To use NLTK (Natural Language Toolkit) in Databricks, follow these steps:

Installation

  1. Open a new cell in your Databricks notebook.
  2. Install NLTK by running the following command:
python
%pip install nltk

This will install the NLTK library in your notebook environment.

Importing NLTK

After installation, you can import NLTK in your notebook:

python
import nltk

You can also import specific modules as needed:

python
from nltk.tokenize import word_tokenize

Downloading NLTK Data

Some NLTK functionalities require additional data or resources. To download these, use the nltk.download() function:

python
nltk.download('punkt')

Replace ‘punkt’ with the name of the specific resource you need.

Using NLTK in Your Code

Now you can use NLTK functions in your Databricks notebook. For example, to tokenize a sentence:

python
text = "NLTK is a powerful library for natural language processing."
tokens = word_tokenize(text)
print(tokens)

Handling Multi-Node Clusters

If you’re using a multi-node Databricks cluster, you might encounter issues with NLTK data availability across nodes. To resolve this:

  1. Create an init script that downloads NLTK data to a shared location accessible by all nodes.
  2. Add the script to your cluster configuration under Advanced Options > Init Scripts.
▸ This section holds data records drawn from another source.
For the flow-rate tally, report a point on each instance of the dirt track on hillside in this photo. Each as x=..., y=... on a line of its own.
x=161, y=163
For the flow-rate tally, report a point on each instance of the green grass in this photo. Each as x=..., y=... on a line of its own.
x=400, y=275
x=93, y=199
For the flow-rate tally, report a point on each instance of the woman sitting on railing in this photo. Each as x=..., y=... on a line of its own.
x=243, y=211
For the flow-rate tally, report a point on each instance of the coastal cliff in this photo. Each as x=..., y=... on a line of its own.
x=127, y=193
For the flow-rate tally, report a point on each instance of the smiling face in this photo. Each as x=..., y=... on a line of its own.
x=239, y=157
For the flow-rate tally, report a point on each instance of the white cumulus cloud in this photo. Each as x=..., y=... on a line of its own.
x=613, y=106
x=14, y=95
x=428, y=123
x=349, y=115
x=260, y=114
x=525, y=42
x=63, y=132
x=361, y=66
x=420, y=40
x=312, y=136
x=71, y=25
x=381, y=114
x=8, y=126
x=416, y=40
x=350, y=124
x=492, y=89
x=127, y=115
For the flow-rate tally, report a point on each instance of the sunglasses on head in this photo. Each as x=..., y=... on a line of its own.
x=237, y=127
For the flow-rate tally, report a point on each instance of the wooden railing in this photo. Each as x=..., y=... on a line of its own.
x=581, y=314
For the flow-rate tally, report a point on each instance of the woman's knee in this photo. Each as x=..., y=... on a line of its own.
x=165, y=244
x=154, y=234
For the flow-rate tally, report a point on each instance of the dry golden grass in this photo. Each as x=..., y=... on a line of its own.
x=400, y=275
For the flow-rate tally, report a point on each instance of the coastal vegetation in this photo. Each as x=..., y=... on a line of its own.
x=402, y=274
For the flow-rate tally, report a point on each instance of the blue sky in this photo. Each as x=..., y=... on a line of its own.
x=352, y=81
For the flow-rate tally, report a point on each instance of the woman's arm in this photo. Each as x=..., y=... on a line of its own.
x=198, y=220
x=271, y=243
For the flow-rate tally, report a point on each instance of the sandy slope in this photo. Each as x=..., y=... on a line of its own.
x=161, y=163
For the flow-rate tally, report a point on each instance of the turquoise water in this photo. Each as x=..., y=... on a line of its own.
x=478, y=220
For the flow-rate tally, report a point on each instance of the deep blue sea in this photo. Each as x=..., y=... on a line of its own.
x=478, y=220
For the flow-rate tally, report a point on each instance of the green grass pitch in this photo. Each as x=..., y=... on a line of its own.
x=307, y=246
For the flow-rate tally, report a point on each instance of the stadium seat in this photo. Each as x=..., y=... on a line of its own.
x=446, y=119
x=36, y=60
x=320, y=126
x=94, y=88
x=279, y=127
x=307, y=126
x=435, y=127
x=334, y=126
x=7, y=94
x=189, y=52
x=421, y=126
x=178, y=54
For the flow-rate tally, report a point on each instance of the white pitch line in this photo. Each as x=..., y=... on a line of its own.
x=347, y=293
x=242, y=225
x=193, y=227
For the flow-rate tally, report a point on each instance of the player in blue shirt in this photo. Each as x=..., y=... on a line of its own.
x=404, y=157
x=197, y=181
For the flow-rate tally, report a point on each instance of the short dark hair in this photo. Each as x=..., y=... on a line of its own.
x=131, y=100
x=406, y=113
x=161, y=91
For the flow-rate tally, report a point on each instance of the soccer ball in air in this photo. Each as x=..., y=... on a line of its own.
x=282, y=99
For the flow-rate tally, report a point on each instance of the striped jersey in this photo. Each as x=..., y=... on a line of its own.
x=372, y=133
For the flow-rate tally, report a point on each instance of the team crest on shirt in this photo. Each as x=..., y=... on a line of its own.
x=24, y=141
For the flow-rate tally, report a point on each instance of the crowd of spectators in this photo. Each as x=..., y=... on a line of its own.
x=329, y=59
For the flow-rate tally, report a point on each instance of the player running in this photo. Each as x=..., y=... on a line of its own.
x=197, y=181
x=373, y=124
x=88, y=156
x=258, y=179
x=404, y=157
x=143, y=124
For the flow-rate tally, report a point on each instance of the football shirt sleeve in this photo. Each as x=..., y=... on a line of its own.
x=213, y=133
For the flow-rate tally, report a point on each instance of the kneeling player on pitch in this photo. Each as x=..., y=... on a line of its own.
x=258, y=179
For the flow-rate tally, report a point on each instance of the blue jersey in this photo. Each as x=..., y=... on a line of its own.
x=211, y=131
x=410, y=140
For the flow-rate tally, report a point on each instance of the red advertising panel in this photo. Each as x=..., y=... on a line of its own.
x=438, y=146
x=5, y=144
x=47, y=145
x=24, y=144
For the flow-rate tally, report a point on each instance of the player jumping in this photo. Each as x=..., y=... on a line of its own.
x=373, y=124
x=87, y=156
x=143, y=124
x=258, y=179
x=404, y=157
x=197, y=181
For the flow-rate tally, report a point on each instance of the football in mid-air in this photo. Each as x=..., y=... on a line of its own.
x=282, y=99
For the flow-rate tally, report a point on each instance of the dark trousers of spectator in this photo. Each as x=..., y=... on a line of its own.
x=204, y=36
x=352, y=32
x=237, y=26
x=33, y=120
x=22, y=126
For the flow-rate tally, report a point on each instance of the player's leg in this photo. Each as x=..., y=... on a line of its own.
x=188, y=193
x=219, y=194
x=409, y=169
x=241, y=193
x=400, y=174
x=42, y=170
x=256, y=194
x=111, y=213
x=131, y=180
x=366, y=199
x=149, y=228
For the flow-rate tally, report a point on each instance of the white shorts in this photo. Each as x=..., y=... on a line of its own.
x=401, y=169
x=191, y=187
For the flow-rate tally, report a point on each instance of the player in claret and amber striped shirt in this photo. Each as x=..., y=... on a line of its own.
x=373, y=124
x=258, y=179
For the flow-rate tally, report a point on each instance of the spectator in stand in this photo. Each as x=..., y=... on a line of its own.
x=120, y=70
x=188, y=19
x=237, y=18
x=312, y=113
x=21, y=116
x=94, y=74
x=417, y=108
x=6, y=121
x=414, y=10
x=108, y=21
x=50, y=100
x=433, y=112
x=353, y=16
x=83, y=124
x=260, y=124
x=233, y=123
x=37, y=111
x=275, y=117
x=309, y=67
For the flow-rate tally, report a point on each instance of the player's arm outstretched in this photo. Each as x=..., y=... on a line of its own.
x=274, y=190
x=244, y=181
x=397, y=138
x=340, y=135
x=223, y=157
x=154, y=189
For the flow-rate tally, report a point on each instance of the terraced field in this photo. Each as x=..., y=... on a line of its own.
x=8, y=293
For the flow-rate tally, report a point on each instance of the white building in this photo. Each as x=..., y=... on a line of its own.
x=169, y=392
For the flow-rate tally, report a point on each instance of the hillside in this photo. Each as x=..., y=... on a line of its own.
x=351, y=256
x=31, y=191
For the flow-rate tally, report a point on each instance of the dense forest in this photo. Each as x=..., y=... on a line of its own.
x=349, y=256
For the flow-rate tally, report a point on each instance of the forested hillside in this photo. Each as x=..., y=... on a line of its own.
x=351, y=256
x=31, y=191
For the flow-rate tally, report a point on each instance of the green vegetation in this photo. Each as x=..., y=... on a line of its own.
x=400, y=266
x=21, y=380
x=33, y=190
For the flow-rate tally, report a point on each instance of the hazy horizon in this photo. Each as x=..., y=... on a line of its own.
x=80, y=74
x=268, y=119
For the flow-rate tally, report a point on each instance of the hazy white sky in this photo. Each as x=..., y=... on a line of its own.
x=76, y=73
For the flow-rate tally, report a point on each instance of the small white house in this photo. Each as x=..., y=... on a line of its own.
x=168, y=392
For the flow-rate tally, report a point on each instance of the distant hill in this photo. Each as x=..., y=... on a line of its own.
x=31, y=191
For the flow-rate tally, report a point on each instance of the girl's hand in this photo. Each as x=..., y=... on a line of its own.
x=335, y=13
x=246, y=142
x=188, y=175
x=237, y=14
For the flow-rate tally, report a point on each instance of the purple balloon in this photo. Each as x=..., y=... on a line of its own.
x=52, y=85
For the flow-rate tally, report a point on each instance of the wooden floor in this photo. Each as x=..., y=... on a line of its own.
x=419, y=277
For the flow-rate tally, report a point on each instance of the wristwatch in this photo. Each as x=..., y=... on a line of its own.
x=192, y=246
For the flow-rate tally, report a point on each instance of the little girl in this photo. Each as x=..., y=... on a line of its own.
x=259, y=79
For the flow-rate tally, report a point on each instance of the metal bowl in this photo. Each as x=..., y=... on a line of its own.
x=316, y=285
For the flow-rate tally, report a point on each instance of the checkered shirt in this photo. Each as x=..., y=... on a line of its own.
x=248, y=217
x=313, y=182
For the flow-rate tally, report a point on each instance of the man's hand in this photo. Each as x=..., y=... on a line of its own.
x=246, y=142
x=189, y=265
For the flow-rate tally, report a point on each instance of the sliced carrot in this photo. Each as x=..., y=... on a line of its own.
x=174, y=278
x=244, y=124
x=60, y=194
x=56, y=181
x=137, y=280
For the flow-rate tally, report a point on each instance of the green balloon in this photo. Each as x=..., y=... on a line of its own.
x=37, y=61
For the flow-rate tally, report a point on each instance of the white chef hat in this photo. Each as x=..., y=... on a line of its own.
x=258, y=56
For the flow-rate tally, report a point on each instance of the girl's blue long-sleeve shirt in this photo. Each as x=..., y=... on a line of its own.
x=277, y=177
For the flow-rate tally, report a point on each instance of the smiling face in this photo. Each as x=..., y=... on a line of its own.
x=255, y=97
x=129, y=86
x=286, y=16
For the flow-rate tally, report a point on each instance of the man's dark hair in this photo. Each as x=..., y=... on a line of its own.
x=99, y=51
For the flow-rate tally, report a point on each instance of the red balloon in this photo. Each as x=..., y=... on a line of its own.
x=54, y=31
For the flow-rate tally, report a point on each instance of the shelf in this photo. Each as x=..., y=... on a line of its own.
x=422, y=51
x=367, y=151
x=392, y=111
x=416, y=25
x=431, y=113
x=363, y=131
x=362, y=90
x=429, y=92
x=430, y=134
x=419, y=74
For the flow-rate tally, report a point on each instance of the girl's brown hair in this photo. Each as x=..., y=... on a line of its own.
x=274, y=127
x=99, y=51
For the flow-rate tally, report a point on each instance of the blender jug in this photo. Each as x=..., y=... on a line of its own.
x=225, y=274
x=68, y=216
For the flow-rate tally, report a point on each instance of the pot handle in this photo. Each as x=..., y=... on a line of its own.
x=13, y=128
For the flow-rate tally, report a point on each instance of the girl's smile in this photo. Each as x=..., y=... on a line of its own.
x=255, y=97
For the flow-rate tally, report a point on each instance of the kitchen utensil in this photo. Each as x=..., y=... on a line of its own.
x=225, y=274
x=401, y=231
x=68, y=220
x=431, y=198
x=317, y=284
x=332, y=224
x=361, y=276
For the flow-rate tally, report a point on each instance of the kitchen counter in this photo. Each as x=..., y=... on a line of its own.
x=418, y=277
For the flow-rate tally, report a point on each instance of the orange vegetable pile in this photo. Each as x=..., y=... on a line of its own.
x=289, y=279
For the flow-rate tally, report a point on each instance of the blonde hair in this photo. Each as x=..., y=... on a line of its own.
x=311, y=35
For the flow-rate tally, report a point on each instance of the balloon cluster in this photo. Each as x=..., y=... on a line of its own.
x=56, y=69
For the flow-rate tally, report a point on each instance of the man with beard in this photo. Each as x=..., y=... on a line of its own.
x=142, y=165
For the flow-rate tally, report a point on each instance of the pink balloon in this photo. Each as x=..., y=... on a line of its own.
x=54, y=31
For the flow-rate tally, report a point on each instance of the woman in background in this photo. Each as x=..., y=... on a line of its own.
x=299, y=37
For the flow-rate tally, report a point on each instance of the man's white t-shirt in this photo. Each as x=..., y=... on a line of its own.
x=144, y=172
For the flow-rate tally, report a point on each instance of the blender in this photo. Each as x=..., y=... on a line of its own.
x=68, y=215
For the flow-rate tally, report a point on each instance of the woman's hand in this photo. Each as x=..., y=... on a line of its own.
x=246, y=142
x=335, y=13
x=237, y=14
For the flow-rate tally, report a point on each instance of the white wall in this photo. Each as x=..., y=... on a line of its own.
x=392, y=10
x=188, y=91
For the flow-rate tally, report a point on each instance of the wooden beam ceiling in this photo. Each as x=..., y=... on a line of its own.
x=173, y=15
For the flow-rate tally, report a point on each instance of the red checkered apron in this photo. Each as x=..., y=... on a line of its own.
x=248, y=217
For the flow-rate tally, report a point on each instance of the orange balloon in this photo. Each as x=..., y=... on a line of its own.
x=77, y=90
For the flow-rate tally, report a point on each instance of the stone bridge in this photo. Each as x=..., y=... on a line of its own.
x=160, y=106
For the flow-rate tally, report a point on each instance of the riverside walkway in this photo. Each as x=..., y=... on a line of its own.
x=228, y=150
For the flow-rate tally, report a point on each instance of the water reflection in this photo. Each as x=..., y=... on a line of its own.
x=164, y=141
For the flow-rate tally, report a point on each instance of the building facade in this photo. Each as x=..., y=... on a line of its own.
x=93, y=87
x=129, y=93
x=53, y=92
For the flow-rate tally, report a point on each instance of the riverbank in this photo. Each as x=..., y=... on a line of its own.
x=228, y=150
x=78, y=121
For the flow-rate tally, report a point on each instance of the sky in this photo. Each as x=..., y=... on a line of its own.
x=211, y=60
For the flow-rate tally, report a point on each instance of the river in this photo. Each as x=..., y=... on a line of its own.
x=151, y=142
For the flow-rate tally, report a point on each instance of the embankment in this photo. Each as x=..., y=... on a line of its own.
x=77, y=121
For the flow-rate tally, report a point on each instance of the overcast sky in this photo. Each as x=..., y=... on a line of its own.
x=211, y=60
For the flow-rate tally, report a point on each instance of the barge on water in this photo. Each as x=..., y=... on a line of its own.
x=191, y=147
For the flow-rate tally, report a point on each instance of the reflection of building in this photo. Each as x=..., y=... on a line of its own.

Example: Named Entity Recognition

Here’s a simple example of using NLTK for named entity recognition in Databricks:

python
import nltk
nltk.download('punkt')
nltk.download('averaged_perceptron_tagger')
nltk.download('maxent_ne_chunker')
nltk.download('words')
text = “John works at Google in New York.”
tokens = nltk.word_tokenize(text)
pos_tags = nltk.pos_tag(tokens)
named_entities = nltk.ne_chunk(pos_tags)
print(named_entities)

This code will tokenize the text, perform part-of-speech tagging, and identify named entities.

By following these steps, you can effectively use NLTK for various natural language processing tasks in your Databricks environment.